Wenn man sich durch die Ausstellung bewegt und auch die Spiegelsymmetrie des historischen Kornspeichers berücksichtigt, dann kann man verschiedene Gegensätze und Spannungsverhältnisse erkennen; etwa zwischen fragilen und ausbalancierten, symmetrischen und asymmetrischen Elementen. Weist Pulfers Zugang zur Natur zuweilen einen systematischen Charakter auf, so zeigt er sich an anderer Stelle verlebendigend; mal erscheint er kontrolliert, mal intuitiv.
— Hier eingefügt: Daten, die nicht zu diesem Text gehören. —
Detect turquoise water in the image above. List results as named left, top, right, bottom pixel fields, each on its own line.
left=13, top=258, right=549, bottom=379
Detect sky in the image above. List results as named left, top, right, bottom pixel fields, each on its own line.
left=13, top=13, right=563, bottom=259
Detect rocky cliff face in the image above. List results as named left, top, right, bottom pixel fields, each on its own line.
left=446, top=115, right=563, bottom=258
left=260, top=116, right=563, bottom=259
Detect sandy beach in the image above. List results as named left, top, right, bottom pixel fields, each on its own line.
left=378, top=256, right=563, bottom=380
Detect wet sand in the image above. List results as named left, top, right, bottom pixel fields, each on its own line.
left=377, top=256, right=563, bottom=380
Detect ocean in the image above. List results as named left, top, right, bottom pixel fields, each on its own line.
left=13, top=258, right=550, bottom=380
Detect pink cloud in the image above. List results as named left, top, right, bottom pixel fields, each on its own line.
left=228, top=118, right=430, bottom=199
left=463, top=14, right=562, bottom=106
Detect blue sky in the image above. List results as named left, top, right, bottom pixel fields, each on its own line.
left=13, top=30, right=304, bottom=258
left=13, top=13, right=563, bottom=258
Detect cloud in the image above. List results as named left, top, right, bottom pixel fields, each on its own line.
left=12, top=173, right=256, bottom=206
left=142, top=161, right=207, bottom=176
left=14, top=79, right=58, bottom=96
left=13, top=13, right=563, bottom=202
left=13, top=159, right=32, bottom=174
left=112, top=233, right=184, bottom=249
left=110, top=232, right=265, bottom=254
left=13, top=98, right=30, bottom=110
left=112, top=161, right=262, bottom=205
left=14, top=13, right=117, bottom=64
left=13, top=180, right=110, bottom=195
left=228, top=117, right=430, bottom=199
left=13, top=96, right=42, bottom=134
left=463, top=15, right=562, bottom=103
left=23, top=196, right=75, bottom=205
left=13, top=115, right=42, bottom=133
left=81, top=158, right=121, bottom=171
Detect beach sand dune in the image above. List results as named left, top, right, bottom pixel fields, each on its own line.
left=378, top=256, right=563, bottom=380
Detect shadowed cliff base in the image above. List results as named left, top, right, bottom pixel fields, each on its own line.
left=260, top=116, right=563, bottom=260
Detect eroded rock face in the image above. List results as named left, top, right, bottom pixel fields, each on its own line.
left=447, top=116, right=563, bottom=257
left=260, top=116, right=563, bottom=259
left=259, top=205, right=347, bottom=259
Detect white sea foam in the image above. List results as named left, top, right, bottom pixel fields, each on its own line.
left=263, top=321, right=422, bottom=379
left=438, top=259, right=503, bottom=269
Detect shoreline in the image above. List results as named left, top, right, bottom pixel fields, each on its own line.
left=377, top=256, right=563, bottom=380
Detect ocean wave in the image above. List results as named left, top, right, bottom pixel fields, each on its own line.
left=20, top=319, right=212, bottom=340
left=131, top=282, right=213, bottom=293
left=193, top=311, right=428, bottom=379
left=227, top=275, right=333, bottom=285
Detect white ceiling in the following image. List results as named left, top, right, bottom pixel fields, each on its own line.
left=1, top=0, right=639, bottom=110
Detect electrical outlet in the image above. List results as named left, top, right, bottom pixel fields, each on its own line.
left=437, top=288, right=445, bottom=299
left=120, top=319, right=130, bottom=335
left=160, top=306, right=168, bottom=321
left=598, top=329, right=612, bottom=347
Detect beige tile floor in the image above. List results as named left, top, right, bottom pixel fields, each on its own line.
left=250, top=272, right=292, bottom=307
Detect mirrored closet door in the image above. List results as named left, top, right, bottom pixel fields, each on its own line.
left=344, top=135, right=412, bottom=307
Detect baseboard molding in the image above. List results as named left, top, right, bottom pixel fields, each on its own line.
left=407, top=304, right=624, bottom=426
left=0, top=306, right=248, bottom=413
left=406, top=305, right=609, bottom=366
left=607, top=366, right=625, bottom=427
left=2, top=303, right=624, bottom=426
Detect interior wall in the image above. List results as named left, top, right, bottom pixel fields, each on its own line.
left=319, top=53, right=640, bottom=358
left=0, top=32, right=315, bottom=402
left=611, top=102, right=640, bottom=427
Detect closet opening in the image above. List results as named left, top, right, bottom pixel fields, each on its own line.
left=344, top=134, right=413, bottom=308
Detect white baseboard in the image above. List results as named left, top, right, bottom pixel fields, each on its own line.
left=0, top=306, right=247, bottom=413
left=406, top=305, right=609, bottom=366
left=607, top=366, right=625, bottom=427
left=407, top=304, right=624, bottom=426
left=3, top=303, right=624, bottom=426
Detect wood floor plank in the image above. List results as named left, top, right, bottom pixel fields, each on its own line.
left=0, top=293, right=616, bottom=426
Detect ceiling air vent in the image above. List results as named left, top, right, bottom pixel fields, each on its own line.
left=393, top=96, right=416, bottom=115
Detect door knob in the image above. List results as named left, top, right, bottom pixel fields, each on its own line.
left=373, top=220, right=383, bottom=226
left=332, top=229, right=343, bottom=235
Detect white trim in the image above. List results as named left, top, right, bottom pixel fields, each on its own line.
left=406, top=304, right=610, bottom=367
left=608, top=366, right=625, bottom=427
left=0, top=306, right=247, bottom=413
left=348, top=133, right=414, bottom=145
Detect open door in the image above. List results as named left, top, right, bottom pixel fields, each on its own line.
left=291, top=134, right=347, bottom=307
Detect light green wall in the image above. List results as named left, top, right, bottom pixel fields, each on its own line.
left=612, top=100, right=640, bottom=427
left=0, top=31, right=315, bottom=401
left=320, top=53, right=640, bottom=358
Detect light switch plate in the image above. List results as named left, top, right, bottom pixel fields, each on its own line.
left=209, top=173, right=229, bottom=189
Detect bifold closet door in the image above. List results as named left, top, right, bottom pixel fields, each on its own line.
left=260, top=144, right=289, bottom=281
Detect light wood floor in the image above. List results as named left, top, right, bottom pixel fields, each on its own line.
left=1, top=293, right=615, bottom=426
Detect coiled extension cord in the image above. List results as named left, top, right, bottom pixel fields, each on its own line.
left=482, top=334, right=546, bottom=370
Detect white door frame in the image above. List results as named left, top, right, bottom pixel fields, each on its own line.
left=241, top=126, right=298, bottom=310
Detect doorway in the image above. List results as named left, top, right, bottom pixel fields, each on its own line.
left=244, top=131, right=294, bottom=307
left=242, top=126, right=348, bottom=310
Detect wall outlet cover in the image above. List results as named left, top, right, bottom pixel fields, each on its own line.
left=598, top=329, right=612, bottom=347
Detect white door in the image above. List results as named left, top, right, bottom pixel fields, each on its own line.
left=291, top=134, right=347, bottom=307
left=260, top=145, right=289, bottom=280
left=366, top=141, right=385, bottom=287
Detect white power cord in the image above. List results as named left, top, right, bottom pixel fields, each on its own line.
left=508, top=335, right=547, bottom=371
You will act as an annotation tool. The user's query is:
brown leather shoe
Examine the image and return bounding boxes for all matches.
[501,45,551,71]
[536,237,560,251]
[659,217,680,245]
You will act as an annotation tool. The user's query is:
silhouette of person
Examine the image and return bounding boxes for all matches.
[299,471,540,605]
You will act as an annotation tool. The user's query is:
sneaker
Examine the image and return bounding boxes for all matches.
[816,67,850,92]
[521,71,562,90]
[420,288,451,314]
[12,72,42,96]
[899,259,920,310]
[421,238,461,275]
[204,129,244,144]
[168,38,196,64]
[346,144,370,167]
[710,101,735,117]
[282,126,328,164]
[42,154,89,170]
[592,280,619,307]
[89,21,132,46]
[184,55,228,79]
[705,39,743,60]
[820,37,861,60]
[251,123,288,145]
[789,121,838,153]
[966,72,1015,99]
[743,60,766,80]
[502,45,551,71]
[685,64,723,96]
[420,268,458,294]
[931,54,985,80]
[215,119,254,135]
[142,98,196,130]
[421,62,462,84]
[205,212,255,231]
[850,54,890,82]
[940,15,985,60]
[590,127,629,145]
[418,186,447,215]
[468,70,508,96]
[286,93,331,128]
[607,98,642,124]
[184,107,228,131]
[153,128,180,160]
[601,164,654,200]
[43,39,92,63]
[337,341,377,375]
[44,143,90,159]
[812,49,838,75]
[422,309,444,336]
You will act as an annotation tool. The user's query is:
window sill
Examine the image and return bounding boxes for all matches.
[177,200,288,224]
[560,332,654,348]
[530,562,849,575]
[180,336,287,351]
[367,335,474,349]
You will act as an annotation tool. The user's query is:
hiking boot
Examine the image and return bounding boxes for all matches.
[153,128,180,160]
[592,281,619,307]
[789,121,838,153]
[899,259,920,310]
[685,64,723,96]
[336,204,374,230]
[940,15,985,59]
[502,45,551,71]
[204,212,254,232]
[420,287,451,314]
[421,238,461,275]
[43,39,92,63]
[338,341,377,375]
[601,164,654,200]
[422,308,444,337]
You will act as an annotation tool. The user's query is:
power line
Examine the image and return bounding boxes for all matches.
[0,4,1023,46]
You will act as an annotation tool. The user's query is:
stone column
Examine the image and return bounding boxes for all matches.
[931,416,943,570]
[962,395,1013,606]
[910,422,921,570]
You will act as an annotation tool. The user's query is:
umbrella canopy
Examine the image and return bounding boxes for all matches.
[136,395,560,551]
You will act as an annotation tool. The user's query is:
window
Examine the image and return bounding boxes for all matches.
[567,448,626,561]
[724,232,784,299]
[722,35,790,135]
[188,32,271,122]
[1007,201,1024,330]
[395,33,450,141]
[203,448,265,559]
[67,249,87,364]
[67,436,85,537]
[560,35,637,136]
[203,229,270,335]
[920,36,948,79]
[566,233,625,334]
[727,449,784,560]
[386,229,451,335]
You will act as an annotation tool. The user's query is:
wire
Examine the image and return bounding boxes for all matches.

Dass immer beide Seiten in ihrem Wechselspiel zueinander berücksichtigt werden sollen, darauf verweist auch der Titel der Ausstellung „Tagetes und Nachtkerze“. Dieser rückt mit den beiden titelgebenden Pflanzen zum einen deren jeweilige Gestalt und Verwendung als essbare und heilende Wild- und Kulturpflanzen in den Fokus. Während die Ziertagetes so manchen Vorgarten in Kerkow bewächst, handelt es sich bei der kleinblütigen Tagetes um eine mexikanische Gewürz- und Heilpflanze. Die Nachtkerze wiederum begegnet als eine lang blühende Wildpflanze, die sich als Unkraut festsetzt oder als Zierpflanze, die einen intensiven buttrigen Duft verströmt. Neben diesem wortwörtlichen Verweis erweckt der Ausstellungstitel „Tagetes und Nachtkerze“ zum anderen aber auch die Assoziation an das Wechselspiel von Tag und Nacht.
Text: Rahel Schrohe
[1] Reto Pulfer: Gina. Ein zuständiger Roman, Berlin: Bom Dia Boa Tarde Boa Noite, 2020, S. 52.